Por Filippe de Oliveira Mota

 

O instituto da prescrição tem reconhecida importância no direito. Até mesmo aqueles que nunca tiveram qualquer proximidade com algum livro jurídico têm conhecimento do brocardo: o direito não socorre aos que dormem. Sua origem remonta ao século VI, em Roma, tendo sido criado como meio de limitar no tempo a exigibilidade dos direitos, ou seja, evitar que o exercício de um direito conferido a determinado sujeito se operasse de maneira indeterminada no tempo. Há certa divergência acerca dos fundamentos que dariam razão ao referido instituto, mas em geral os pesquisadores concordam quanto ao interesse social de conferir segurança e estabilidade às relações jurídicas. 

 

Discorrendo sobre sua origem e fundamentos, Nilson Vital Naves afirma que a ausência da prescrição, e sua capacidade de pôr um termo às pretensões, provocaria a eterna intranquilidade entre os indivíduos na sociedade. Afinal, “não podemos fazer nenhuma reflexão sobre direito, abstraindo a sociedade”[1]. Certamente que não. Isso porque, conforme o mesmo autor, os direitos não são absolutos, e por isso desaparecerão em algum momento e serão substituídos por outros, posto que têm sua existência determinada pelas contingências históricas e sociais.

 

Muitos séculos depois de criado, e passadas as revoluções industriais e burguesas, esse instituto permanece tendo importância central na nossa ordem social. Sua complexidade adensa-se conforme se costuram novas legislações para regular a dinâmica da evolução da sociedade. Causas para a suspensão ou até mesmo para a interrupção do transcurso desse prazo foram criadas com o objetivo de proteger aqueles que, por determinadas razões, deixaram de levar à Justiça a reclamação do seu direito dentro do prazo estipulado na legislação. Em nossa lei civil, são causas que impedem, por exemplo, o seu transcurso a constância de uma relação entre cônjuges, de uma relação de poder familiar ou entre tutelados e seus tutores. Os motivos do impedimento são claros. O decurso do prazo para a reclamação de um direito não pode ter início durante uma relação na qual os indivíduos não se encontram em plena liberdade de reclamar. Quanto ao primeiro, porque numa relação conjugal os interesses se confundem, pequenas divergências são deixadas de lado em nome da manutenção da própria relação. Quanto aos demais, as razões, creio, são ainda mais claras. 

 

Mas são as relações do trabalho ou, mais especificamente, as de emprego as que nos interessam nesse momento. Não as relações de trabalho abstratamente consideradas, mas aquelas decorrentes da nossa sociabilidade, da especificidade brasileira.
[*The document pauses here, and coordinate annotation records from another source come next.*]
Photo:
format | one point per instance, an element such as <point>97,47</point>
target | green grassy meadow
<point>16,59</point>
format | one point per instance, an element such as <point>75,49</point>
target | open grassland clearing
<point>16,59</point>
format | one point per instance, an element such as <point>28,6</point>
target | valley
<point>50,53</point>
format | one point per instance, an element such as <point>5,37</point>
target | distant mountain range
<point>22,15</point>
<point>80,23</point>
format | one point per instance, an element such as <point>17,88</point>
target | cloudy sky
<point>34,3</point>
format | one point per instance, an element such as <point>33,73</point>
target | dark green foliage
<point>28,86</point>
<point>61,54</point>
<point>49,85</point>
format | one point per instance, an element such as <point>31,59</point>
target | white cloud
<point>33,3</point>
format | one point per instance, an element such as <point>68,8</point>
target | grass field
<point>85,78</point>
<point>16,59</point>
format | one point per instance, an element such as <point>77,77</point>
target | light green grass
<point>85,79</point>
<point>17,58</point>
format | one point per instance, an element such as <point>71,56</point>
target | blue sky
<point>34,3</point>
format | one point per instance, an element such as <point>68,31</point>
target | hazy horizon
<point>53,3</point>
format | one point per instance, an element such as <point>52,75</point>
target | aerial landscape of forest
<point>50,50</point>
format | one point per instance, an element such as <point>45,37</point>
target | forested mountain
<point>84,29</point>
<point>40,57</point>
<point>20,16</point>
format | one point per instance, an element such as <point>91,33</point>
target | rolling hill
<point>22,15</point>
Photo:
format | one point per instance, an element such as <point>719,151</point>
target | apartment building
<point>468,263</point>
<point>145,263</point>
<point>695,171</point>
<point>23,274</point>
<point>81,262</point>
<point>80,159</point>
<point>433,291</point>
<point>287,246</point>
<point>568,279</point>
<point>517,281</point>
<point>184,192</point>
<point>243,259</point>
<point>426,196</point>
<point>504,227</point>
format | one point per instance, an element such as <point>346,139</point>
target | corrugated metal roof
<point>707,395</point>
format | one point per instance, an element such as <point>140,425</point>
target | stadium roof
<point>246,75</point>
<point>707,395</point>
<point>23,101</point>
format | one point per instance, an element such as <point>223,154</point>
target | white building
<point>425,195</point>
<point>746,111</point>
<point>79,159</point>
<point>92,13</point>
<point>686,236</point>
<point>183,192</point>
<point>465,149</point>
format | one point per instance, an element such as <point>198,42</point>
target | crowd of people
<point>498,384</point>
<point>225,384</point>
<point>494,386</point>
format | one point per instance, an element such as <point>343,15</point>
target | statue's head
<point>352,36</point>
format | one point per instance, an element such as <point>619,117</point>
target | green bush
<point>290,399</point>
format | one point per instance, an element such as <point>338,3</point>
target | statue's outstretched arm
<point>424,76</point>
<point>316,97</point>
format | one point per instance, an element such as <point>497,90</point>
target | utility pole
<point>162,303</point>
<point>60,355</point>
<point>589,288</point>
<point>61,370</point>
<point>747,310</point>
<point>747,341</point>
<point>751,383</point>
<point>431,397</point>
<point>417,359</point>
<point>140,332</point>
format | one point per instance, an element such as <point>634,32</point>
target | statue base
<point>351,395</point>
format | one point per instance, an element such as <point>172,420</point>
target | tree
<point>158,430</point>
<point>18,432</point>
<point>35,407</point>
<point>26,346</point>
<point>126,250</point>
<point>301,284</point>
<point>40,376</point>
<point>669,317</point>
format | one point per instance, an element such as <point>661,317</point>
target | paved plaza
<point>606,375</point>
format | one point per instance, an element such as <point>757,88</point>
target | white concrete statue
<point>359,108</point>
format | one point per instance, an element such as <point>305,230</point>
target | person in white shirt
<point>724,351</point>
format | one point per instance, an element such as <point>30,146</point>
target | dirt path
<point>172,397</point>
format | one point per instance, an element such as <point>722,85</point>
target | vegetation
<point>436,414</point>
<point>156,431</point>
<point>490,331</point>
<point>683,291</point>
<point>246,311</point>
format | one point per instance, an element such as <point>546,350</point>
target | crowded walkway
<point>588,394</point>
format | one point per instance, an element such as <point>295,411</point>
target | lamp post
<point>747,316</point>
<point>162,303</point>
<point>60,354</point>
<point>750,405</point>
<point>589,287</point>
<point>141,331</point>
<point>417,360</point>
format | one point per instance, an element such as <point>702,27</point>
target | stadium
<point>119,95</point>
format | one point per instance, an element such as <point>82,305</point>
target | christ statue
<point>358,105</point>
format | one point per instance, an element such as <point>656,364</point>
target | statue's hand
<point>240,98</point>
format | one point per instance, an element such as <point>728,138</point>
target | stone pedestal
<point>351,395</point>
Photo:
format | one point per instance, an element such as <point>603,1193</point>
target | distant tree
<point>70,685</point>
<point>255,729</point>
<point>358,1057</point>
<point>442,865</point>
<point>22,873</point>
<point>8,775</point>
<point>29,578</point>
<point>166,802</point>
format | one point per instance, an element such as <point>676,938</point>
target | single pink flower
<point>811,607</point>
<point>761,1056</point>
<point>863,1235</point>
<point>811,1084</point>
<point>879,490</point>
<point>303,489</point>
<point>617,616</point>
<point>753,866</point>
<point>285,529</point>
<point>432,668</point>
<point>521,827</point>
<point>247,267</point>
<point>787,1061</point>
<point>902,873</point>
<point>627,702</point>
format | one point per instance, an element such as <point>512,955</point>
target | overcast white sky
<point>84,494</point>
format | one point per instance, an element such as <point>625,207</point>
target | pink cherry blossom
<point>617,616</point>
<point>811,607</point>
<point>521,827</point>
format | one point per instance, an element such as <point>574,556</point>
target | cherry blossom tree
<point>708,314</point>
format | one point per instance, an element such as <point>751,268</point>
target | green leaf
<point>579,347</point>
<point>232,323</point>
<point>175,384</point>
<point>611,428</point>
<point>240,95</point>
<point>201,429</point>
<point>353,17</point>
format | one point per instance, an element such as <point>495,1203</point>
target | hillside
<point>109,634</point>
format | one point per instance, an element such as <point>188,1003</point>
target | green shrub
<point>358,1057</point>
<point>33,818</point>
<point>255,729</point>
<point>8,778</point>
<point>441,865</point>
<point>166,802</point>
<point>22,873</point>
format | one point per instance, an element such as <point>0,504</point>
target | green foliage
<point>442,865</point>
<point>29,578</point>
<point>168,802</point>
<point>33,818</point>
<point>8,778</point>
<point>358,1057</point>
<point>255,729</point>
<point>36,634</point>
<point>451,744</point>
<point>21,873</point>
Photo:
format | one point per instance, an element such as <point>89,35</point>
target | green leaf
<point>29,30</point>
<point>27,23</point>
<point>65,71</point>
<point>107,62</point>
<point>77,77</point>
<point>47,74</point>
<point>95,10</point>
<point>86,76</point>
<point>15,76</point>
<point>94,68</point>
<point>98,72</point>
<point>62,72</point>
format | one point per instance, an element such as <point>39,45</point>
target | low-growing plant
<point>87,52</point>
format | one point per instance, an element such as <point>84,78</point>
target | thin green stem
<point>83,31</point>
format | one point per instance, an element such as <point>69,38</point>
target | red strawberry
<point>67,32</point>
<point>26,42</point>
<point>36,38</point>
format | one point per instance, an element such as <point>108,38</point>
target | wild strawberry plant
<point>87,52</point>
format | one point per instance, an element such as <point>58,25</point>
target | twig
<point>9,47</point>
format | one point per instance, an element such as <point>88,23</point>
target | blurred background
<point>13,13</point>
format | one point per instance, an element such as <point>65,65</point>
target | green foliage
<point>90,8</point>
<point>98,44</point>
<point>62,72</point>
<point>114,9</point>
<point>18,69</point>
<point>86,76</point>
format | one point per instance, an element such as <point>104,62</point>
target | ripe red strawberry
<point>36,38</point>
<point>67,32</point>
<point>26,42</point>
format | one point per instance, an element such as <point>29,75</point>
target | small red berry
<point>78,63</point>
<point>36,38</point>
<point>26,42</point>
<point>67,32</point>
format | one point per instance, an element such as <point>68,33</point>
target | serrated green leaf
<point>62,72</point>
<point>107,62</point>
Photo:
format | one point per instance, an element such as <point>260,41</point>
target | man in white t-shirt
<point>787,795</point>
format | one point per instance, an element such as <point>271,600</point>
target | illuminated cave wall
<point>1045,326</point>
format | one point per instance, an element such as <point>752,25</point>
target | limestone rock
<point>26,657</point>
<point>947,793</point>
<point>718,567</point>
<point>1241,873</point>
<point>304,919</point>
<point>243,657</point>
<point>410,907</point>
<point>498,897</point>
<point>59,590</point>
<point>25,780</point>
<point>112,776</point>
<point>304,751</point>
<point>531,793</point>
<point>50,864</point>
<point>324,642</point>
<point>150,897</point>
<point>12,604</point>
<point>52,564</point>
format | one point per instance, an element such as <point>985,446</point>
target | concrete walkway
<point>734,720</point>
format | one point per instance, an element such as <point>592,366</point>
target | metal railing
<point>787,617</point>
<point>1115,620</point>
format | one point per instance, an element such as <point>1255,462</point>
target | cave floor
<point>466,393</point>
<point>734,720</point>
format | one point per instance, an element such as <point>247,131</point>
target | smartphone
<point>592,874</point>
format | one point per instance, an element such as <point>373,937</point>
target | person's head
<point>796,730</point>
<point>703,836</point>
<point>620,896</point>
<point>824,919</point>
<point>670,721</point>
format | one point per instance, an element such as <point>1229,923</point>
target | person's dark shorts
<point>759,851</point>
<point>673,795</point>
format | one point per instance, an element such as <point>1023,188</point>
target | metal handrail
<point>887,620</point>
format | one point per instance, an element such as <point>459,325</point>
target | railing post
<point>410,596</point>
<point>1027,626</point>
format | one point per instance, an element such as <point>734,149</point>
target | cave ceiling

O processo de colonização do país não marca apenas o início de uma relação de exploração entre colônia e metrópole. Conforme nos ensina Enrique Dussel, esse momento marca a passagem do descobrimento para a conquista, implicando a superposição da racionalidade europeia, do modo de produção de conhecimento e de suas formas adjacentes de organização social sobre outras formas de conhecimento e sociabilidade, que restariam progressivamente encobridas pelo descobrimento, sob o mito da modernidade[2]. Surgida nos países do centro capitalista, e erigida das relações sociais inerentes à infraestrutura do modo de produção capitalista, a superestrutura jurídico-política daquelas sociedades passou a ser arbitrariamente transposta para as realidades coloniais durante o século das conquistas ultramarinas e os seguintes. 

 

Se inicialmente, no Brasil, fomos assimilados ao sistema mundial de produção através da escravidão moderna, três séculos depois transitamos para o trabalho assalariado, finalmente internalizando o modo de produção capitalista. No âmbito da superestrutura jurídico-política, o território que era habitado por diversos povos descentralizados, logo passara a corresponder a um mesmo Estado-nação, cujos nacionais eram acolhidos conforme as regras jurídicas dispostas, e seu trabalho gradativamente regulado de forma isonômica. Todos são iguais perante a lei, diz outro brocardo certamente conhecido. Ainda que a igualdade seja, em verdade, da lei perante todos. Uma breve inspiração da realidade rechaça de pronto a afirmação contrária.

 

Nossa Constituição de 1988, em seu inciso XXIX do artigo 7º, trata do instituto da prescrição aplicado às relações de trabalho. Determina que o empregado terá até dois anos após o encerramento do contrato para reclamar seus direitos na Justiça. Além disso, limita a cinco anos o período retroativo que poderá ser alcançado. De outro lado, o inciso I do mesmo artigo 7º afirma que a relação de emprego será protegida contra despedida arbitrária.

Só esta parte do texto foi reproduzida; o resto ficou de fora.